One more thing backup systems can do to help save space is bar compression. When creating a backup all the files and folder structures will be copied and put into an archive. Archives are useful for keeping files organized and preserving full structure. Besides archiving the files, backups can also be compressed, this is a mechanism of storing the same data while requiring less disk space by using complex algorithms. Those are way to complicated to go into detail here, but it's important to call out that not all data types lend themselves to being compressed. This means that space savings from compression will depend on what you're backing up. Another thing you should know about compressing backups is the expense of restoration.
To recover data from a backup it needs to be decompressed first. Depending on the size of your backups this could take a lot of time, and disk space to expand. We touched on backup storage location a bit in the last lesson, but let's dive into a little more detail. Good news, there's a pretty cheap and easy to maintain option out there for storing backup data on site. You can use a commercial NAS device, or configure a filer server with a large amount of disk space. Wherever you chose to store your backup data you'll need a lot of space. You could go out and buy a giant 10 terabyte hard disk, which could work for a little while. But what do you do once your back up data grows to fill that one disk? Are they even making disks larger than 10 terabytes yet? Another thing to worry about is what do you do if that one disk holding all your backed up data fails. Yikes, that wouldn't be good.
These are issues a RAID array can address.
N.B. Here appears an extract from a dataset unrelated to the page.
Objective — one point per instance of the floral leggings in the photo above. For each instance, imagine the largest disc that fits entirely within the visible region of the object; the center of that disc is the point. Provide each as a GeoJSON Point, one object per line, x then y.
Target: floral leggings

RAID stands for Redundant Array of Independent Disks, it's a method of taking multiple physical disks and combining them into one large virtual disk. There are lots of types of RAID configuration called levels. Depending on the characteristics desired from the RAID, various RAID levels prioritize features like performance, capacity, or reliability. RAID arrays are a great, inexpensive way of creating a lot of data capacity, while minimizing risk of data loss in the event of disk failure. They can even be flexible enough to allow future growth in disk capacity. We won't go into the nitty gritty details of the different RAID levels available, but if you want to learn more check out the supplemental readings at the end of this lesson. I want to stress the fact that RAID isn't a back up solution, it's a data storage solution that has some hardware failure redundancy available in some of the RAID levels. But storing data on a RAID array doesn't protect against accidentally deleting files, or malware corrupting your data. This is so important that I'm going to say it one more time. RAID is not a replacement for backups.
Check out this Wikipedia entry on RAID levels. https://en.wikipedia.org/wiki/Standard_RAID_levels
6.User Backups
As an IT support specialist working closely with users in your organization, the topic of users backups is sure to come up. We've already covered backing up mission critical operational data, but what about the spreadsheets and PDX and Karlie's laptop. She's going to want to make sure that she doesn't lose those if her laptop gets stolen. While it's important to have a backup solution for infrastructure and critical systems, you also to think about your users and their valuable files. Ensuring reliable backups for client devices is a bit more challenging than infrastructure devices. There likely to be lots of more client devices to backup compared to infrastructure ones.
Plus there are laptops, phones and tablets that won't be in the office all the time. One solution to user backups is to use a cloud service designed for syncing and backing up files across platforms and devices. Some examples of these are things like Dropbox, Apple iCloud and Google Drive, which are simple and straightforward to use. There's no complicated scheduling or configuration compared to infrastructure backups. They make it easy for users to configure what files or folders they want to have backed up and then ensure the files are synchronized with what's stored in the cloud. As an IT support specialist, this is especially relevant. When users accidentally spill a cup of coffee on their laptop, they're going to come to you hoping their precious family photos can be saved. Getting users set up within easy to use and effective backup system for their files is great way to avoid this situation.
7. What's a Disaster Recovery Plan?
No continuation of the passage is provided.